The Scottish government must introduce measures to ensure employers don't hold on to £58 million of taxpayers' money intended for hard-up care workers, says UNISON today (Thursday).

The funding is part of a £600m social care package announced last week by the Prime Minister. Of which £58m will be allocated to the Scottish government. Some of the money is aimed at providing financial help to care staff self-isolating with Covid-19 symptoms so they do not feel pressured into going into work. It's intention is also to top up the wages of those doing shifts at several care homes by encouraging them to reduce the number of workplaces they visit.

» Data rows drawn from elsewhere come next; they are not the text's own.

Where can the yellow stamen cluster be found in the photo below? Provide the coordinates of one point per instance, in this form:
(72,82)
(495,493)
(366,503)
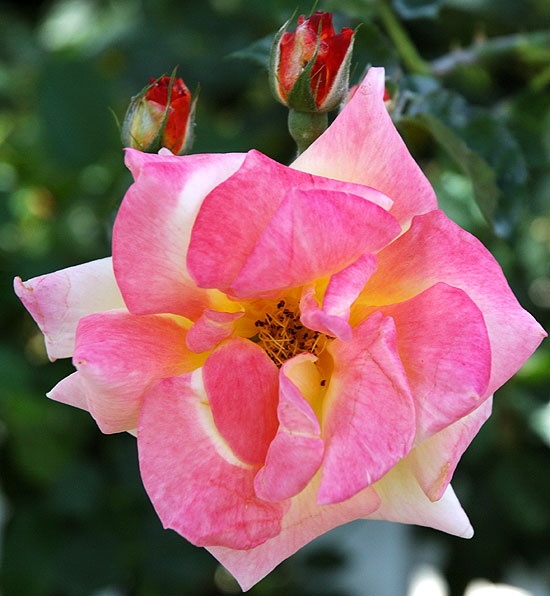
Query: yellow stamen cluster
(282,335)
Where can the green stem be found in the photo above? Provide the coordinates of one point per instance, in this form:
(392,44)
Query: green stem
(408,52)
(305,127)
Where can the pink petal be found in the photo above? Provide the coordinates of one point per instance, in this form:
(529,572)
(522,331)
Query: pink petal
(435,250)
(342,290)
(313,317)
(404,501)
(211,328)
(363,146)
(196,484)
(119,356)
(71,391)
(153,226)
(368,412)
(312,234)
(444,347)
(233,216)
(296,452)
(304,521)
(57,301)
(434,461)
(241,382)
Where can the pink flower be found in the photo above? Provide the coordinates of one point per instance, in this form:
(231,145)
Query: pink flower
(296,347)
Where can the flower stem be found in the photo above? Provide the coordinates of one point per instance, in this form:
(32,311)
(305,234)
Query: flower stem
(305,127)
(408,52)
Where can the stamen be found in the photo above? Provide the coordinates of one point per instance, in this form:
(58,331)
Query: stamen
(282,335)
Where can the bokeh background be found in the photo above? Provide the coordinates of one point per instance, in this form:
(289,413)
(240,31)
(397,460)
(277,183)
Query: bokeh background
(471,80)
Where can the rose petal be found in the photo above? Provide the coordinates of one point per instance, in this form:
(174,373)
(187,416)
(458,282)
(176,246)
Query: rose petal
(311,235)
(152,229)
(368,412)
(71,391)
(302,523)
(435,250)
(234,215)
(296,452)
(444,347)
(434,461)
(119,356)
(342,290)
(363,146)
(57,301)
(404,501)
(241,382)
(196,484)
(211,328)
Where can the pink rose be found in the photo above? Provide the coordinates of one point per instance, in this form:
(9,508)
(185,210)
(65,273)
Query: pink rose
(296,347)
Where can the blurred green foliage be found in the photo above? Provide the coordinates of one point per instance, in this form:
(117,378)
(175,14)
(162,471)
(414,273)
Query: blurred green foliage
(471,81)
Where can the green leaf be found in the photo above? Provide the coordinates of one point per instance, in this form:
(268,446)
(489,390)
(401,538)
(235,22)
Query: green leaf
(257,52)
(417,9)
(480,173)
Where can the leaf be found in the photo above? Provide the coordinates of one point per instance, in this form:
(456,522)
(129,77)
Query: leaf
(417,9)
(482,176)
(257,52)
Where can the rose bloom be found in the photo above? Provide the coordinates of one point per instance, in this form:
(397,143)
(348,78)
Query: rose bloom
(327,78)
(294,347)
(148,127)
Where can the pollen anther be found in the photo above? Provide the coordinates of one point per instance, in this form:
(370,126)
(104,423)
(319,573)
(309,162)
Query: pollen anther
(282,335)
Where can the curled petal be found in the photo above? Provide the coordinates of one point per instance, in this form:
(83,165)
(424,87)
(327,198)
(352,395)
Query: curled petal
(71,391)
(434,250)
(434,461)
(311,235)
(444,347)
(196,484)
(342,290)
(404,501)
(368,413)
(210,328)
(234,215)
(295,453)
(362,145)
(242,387)
(57,301)
(119,356)
(153,226)
(304,521)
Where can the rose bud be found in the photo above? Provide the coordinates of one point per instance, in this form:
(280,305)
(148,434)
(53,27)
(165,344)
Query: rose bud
(309,69)
(161,115)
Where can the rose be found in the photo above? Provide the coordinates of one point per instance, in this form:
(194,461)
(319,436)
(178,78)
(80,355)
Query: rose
(295,351)
(309,68)
(160,116)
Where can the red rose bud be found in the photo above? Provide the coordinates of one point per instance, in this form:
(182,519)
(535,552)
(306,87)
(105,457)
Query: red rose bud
(161,115)
(309,69)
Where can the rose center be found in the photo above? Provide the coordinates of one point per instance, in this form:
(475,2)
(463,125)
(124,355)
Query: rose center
(282,335)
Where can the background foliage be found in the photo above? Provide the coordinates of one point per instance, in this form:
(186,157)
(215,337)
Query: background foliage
(471,80)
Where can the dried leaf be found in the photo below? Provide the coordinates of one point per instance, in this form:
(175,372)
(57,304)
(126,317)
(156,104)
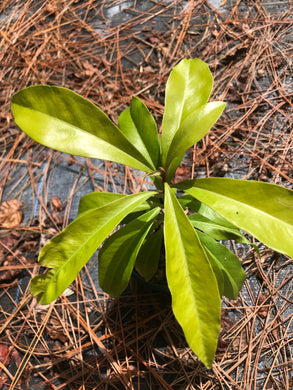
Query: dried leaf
(10,215)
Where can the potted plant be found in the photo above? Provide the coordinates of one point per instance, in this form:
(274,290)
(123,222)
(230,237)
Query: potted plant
(190,217)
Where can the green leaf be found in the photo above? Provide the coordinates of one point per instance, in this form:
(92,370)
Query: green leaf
(192,129)
(263,210)
(118,254)
(148,257)
(195,296)
(227,262)
(187,116)
(215,230)
(147,129)
(94,200)
(68,252)
(63,120)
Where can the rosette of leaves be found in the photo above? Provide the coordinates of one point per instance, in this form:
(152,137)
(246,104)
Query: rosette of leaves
(190,222)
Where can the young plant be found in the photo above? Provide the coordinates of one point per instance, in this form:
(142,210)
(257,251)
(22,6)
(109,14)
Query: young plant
(190,222)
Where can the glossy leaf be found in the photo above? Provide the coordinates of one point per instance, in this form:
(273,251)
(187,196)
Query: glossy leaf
(188,88)
(128,128)
(63,120)
(148,257)
(147,128)
(215,230)
(94,200)
(227,262)
(118,254)
(68,252)
(192,129)
(195,296)
(261,209)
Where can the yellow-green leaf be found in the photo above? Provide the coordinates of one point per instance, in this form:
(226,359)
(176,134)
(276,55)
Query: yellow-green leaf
(193,285)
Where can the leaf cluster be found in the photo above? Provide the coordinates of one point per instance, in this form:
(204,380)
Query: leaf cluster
(188,219)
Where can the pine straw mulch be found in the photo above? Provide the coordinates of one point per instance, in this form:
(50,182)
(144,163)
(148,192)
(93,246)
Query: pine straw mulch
(87,340)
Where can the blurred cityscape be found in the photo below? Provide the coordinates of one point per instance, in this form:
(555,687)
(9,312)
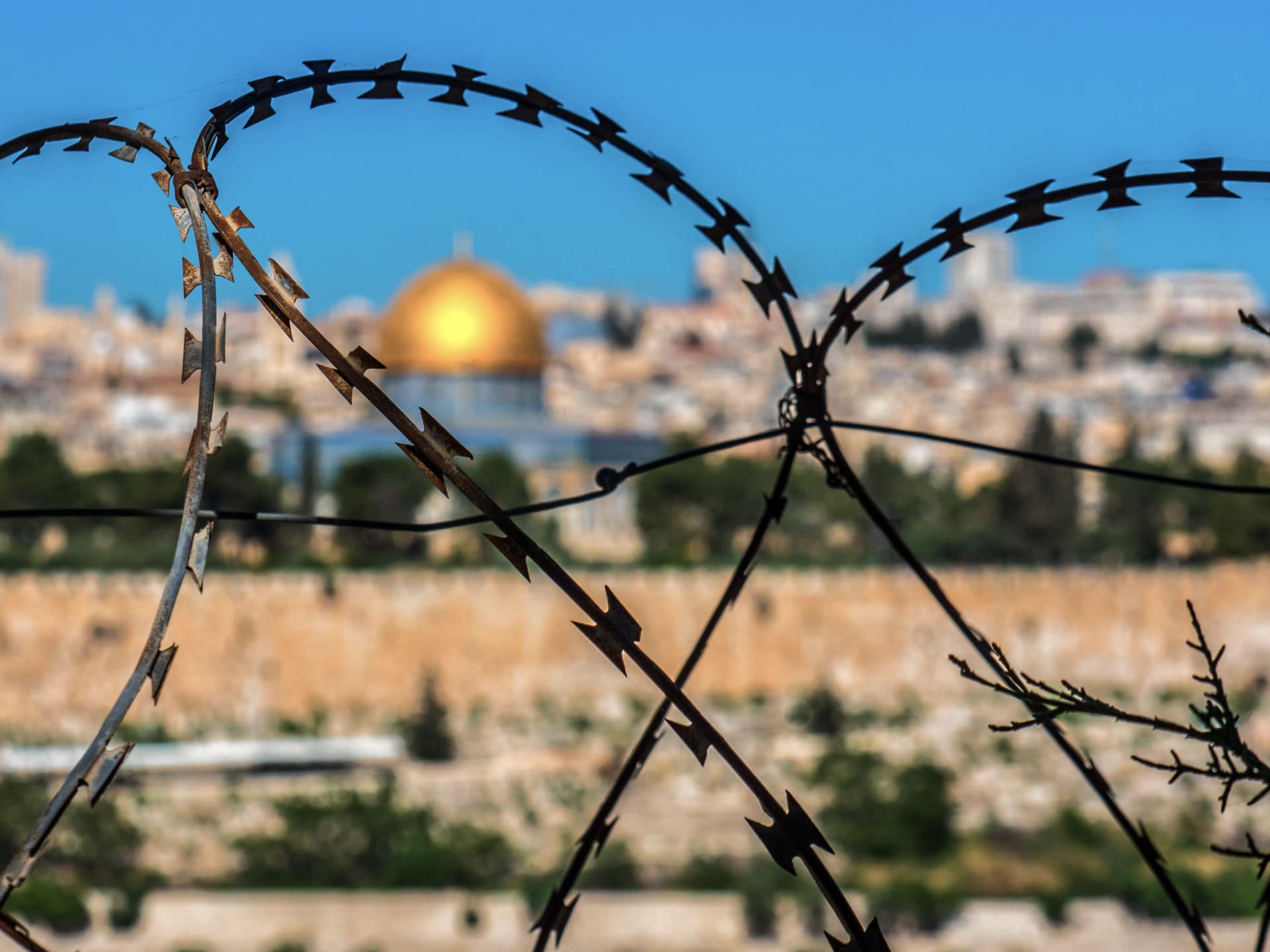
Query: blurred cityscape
(398,754)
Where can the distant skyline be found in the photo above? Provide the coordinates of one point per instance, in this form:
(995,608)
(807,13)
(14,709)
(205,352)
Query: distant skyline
(837,130)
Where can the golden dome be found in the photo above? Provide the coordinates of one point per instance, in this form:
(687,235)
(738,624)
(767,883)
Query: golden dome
(462,317)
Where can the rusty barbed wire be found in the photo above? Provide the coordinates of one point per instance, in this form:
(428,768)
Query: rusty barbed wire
(610,480)
(1216,725)
(806,426)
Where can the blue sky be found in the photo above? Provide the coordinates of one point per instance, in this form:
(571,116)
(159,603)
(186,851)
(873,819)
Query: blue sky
(836,128)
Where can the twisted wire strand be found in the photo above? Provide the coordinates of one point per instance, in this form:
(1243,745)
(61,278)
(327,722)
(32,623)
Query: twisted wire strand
(613,630)
(603,822)
(99,763)
(1028,206)
(662,177)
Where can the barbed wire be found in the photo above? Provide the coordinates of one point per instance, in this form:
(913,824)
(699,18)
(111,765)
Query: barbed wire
(806,426)
(610,480)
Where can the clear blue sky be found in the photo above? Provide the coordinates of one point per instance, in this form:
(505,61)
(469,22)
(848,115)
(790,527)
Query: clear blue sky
(837,128)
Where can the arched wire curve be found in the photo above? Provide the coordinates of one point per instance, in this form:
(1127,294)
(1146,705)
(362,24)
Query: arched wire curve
(527,107)
(613,630)
(99,763)
(1208,178)
(610,480)
(790,837)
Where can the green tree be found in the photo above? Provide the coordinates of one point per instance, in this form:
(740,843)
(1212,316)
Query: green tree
(1241,524)
(382,488)
(963,334)
(1132,516)
(878,811)
(349,840)
(821,713)
(427,731)
(234,484)
(34,475)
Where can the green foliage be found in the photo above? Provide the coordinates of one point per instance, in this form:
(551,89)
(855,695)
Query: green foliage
(878,811)
(1033,510)
(907,900)
(50,902)
(33,474)
(709,873)
(911,333)
(1080,342)
(347,840)
(615,869)
(381,488)
(427,733)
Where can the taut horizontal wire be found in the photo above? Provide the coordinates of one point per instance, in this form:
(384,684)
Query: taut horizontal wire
(618,479)
(1047,459)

But UNISON believes checks are needed so care companies do not keep the money or use it to cover costs unrelated to the pandemic. Without any enforcement, there’s a danger the funding will never reach care staff in financial need, says UNISON.

UNISON’s Scottish secretary Mike Kirby has spoken to the Scottish government today asking for guarantees from Jeane Freeman Scottish Cabinet Secretary for Health, that the money will be distributed properly.

UNISON Scottish secretary Mike Kirby said: "There is a serious possibility that this funding could end up in the accounts of employers. As these care homes include those with a long track record of behaving irresponsibly and unfairly towards their staff."

"Many social care workers could lose out and be left with no means of redress. Some have been off work shielding vulnerable family members for many weeks now, either having to get by on statutory sick pay rates of just over £95 a week, or in some cases on no pay at all."

UNISON is also calling for the Scottish government to clarify whether payments for care workers who have been off work will be backdated to the start of the crisis. This would ensure their family finances are not affected, says the union.